Migrating Shift RMM to Containers


Migrating Shift RMM to Containers

We have been working on a branch of shift-rmm that will change how it is deployed from manually downloading binaries from GitHub to using containers. Before we merge the changes and document how to migrate an existing install, we feel it would be good to explain why we are changing how Shift RMM is deployed. Let’s begin with some simple reasons and then dive into how the product works as well as the vision for the future of Shift RMM.

We Need More Reps with Containers

In order to better support and serve our customers as well as grow as engineers, we need to gain more experience with containers. Having more experience with containers will help us build better automation and observability tools which will lead to improvements for projects like our Docker dashboard.

Tracking and Bumping Version Numbers Manually is Tedious

We are currently following the RSS feeds for VictoriaMetrics, Loki, and Grafana to track updates.
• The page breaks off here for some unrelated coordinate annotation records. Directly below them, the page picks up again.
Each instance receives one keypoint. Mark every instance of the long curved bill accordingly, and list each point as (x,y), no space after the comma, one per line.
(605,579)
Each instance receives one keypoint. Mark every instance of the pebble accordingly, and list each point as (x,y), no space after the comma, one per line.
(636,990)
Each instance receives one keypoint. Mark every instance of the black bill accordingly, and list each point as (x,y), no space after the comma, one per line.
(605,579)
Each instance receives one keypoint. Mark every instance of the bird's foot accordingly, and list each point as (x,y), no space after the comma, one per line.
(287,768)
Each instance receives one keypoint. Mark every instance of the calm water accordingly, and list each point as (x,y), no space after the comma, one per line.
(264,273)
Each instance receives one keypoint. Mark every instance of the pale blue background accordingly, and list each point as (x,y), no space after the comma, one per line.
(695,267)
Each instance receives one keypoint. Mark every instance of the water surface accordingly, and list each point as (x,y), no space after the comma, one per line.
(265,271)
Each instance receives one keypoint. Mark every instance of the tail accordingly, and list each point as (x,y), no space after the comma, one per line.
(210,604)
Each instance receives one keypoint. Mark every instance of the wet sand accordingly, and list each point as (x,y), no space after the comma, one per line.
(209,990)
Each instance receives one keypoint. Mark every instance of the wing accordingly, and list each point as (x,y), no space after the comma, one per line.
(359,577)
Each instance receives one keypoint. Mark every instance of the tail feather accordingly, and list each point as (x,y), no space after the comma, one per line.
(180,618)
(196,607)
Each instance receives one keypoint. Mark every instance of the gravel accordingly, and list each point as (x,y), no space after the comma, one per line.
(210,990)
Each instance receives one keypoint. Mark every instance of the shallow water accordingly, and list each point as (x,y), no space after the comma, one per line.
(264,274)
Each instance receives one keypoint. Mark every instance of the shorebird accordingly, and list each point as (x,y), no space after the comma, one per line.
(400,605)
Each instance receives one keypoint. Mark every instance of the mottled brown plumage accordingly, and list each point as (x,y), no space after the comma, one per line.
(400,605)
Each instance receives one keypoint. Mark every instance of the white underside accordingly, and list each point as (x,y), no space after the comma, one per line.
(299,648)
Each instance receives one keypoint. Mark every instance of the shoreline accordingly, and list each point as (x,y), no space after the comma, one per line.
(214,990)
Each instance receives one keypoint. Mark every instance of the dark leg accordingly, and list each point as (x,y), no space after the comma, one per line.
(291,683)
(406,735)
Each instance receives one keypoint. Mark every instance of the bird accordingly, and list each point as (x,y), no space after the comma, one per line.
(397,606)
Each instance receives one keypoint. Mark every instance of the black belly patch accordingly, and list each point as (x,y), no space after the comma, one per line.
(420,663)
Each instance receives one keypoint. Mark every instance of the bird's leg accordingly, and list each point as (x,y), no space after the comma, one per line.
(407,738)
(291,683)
Along with reading the release notes and the upgrade guides (which usually doesn’t require any changes on our end), someone will have to edit a variable in the Ansible role and submit that to GitLab. It is not difficult to do, however it is a manual task that can lead to cool new upstream features like VictoriaMetrics’ new Cardinality Explorer and Loki’s new query sharding not being available to customers as quickly. We still follow these feeds, but it will be nice to follow a tag in a Docker Compose file instead of having to rush to a computer to change one number and push it in Git every time there is an update.

Upstream Projects Want Us To

In investing, there is a saying “don’t fight the fed” which means that you should listen to the news coming of out of the Federal Reserve and invest accordingly. We think this saying can be tweaked for software to say “don’t fight the vendor or upstream projects” It is not a secret that Shift RMM is gluing together several tools from vendors like VictoriaMetrics and Grafana Labs.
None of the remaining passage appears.